Conner McQueen

Las Vegas Raiders
- Title: Offensive quality control coach

Personal information
- Born: August 27, 1993 (age 32) Klein, Texas, U.S.
- Listed height: 5 ft 10 in (1.78 m)
- Listed weight: 175 lb (79 kg)

Career information
- Position: Quarterback
- High school: Klein Oak
- College: Texas A&M (2012–2016)

Career history
- Texas A&M (2017) Offensive quality control coach; UCLA (2018–2019) Graduate assistant; Oklahoma (2020–2021) Offensive assistant; USC (2022) Graduate assistant; Incarnate Word (2023–2024) Offensive coordinator & quarterbacks coach; Las Vegas Raiders (2025–present) Offensive quality control coach;

= Conner McQueen =

American football coach (born 1993)

Conner McQueen (born August 27, 1993) is an American football coach and former player who is currently an offensive quality control coach for the Las Vegas Raiders of the National Football League (NFL).

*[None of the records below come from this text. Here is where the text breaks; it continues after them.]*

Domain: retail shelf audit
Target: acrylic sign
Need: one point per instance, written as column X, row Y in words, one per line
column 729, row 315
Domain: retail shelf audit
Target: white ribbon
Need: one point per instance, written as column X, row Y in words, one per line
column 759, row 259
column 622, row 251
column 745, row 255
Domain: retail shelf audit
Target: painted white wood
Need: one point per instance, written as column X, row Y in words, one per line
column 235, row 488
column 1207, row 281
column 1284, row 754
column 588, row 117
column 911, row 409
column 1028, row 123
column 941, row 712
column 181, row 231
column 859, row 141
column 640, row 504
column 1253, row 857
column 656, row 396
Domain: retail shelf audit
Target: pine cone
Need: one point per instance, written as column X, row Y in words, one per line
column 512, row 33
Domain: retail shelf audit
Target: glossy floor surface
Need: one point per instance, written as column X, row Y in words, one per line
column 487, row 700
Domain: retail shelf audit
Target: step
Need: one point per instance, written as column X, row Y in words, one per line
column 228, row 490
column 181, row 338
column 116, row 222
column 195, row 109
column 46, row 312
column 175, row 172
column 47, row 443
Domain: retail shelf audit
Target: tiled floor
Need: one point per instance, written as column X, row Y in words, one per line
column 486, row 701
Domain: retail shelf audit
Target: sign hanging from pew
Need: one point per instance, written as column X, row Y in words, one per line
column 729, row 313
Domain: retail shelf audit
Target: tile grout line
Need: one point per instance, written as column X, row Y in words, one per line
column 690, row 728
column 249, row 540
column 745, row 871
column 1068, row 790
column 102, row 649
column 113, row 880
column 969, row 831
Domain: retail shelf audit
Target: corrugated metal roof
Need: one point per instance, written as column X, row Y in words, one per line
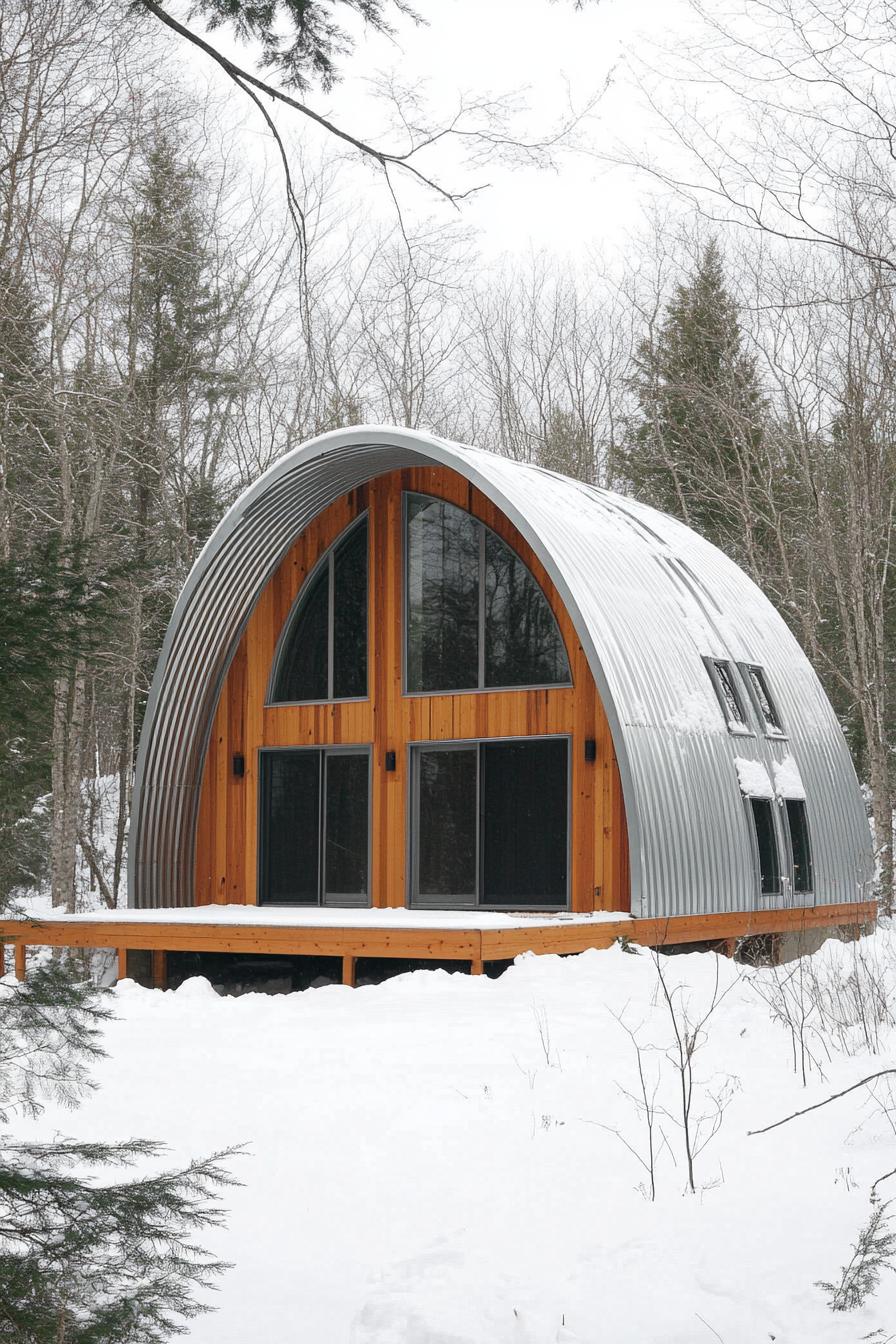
column 649, row 600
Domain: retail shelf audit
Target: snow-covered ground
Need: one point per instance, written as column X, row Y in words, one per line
column 446, row 1159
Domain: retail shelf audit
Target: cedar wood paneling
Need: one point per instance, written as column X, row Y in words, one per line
column 226, row 837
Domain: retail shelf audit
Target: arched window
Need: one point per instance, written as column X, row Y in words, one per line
column 476, row 616
column 323, row 651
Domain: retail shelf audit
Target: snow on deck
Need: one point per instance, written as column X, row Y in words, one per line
column 323, row 917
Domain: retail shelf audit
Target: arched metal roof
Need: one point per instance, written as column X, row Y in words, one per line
column 649, row 600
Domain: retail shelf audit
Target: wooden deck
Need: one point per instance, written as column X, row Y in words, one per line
column 434, row 936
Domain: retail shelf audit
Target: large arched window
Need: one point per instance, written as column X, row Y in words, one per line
column 323, row 651
column 476, row 616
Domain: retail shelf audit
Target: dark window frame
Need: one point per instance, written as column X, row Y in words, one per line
column 752, row 803
column 327, row 559
column 413, row 823
column 747, row 672
column 786, row 805
column 481, row 688
column 360, row 749
column 739, row 727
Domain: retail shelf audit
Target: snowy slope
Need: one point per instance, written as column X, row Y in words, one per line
column 446, row 1159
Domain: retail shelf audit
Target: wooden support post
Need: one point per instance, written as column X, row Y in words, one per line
column 159, row 969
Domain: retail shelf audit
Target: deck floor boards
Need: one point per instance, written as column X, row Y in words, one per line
column 434, row 936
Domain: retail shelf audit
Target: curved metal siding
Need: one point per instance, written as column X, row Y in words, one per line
column 642, row 618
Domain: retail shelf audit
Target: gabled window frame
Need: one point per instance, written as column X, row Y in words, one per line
column 789, row 835
column 740, row 727
column 327, row 559
column 747, row 672
column 413, row 821
column 750, row 807
column 480, row 688
column 324, row 751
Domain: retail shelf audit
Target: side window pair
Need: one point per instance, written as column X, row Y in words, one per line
column 797, row 842
column 732, row 702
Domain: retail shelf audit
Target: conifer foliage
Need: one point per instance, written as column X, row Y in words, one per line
column 699, row 436
column 89, row 1253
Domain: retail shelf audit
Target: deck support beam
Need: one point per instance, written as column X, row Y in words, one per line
column 159, row 969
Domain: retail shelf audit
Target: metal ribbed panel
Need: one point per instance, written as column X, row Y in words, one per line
column 648, row 598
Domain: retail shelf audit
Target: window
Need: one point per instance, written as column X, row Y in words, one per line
column 724, row 683
column 799, row 848
column 766, row 707
column 323, row 652
column 767, row 847
column 315, row 827
column 476, row 617
column 490, row 824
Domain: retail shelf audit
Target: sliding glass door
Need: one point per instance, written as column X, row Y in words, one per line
column 490, row 824
column 315, row 827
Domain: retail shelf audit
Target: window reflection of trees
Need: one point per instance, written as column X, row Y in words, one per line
column 448, row 550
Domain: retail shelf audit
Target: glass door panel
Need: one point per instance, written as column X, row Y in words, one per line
column 524, row 823
column 290, row 784
column 345, row 828
column 315, row 829
column 446, row 825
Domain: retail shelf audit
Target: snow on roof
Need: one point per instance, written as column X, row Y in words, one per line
column 752, row 778
column 787, row 780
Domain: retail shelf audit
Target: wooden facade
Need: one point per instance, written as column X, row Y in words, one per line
column 388, row 721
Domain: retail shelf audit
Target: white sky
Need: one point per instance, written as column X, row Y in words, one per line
column 548, row 51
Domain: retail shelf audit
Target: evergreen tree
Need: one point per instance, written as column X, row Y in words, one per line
column 696, row 446
column 89, row 1255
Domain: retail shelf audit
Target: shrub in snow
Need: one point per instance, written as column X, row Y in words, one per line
column 872, row 1253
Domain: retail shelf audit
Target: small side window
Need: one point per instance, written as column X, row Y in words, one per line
column 799, row 847
column 766, row 707
column 724, row 683
column 767, row 846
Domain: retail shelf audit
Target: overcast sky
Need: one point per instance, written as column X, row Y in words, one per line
column 555, row 57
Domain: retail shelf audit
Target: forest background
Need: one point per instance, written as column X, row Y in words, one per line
column 169, row 327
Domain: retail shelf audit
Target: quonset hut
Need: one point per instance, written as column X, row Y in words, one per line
column 407, row 672
column 422, row 702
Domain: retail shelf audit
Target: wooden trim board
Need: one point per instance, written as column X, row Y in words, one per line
column 226, row 855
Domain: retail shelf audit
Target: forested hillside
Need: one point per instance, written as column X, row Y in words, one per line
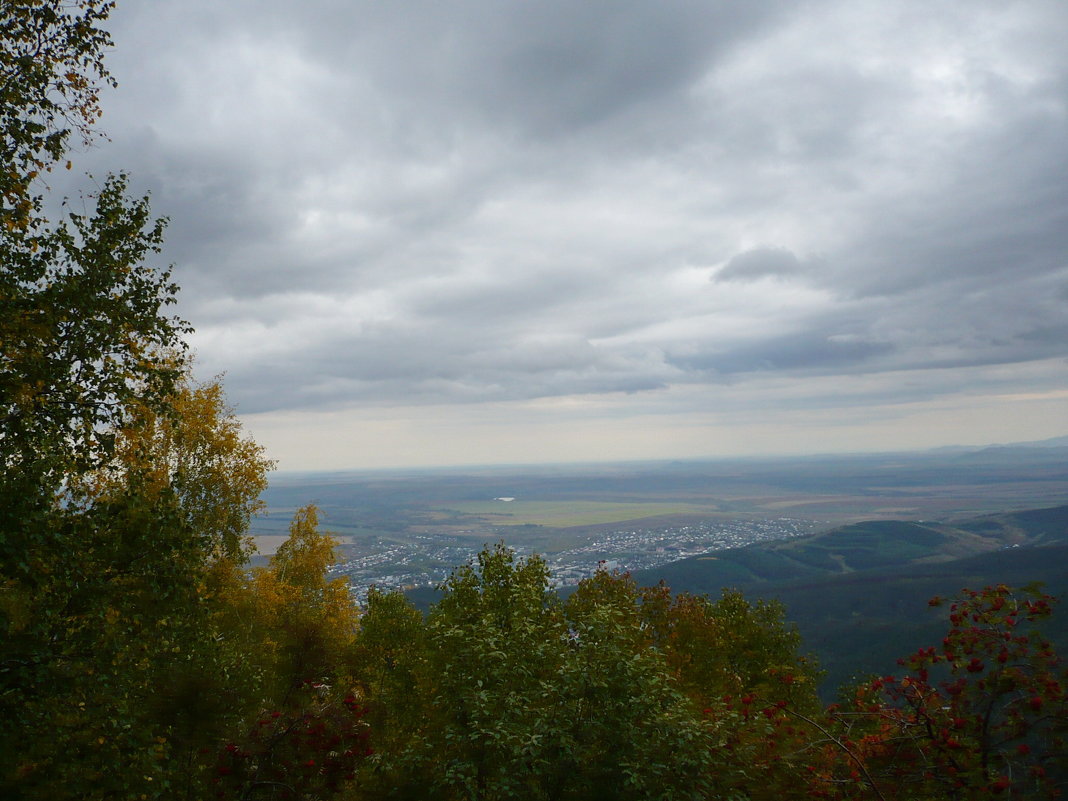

He recently served as the offensive coordinator and quarterbacks coach for Incarnate Word.

==Playing career==
McQueen grew up in Klein, Texas and attended Klein Oak High School, where he played baseball and was the starting quarterback on the football team. He had offers from some Division II programs, but instead opted to enroll at Texas A&M and join the football team as a walk-on.

McQueen redshirted his true freshman season with the Texas A&M and became the Aggies' holder on field goals towards the end of his redshirt freshman season. As a quarterback, he completed one pass for one yard and rushed twice for eight yards over the course on his college career.

==Coaching career==
McQueen began his coaching career as an offensive quality control coach at Texas A&M in 2017. He took a graduate assistant position at UCLA the following season. McQueen was hired as an offensive assistant on the staff of head coach Lincoln Riley at Oklahoma in 2022. He followed Riley after he was hired to coach USC in 2023, taking a graduate assistant position.

McQueen was hired as the offensive coordinator at Incarnate Word on January 13, 2023.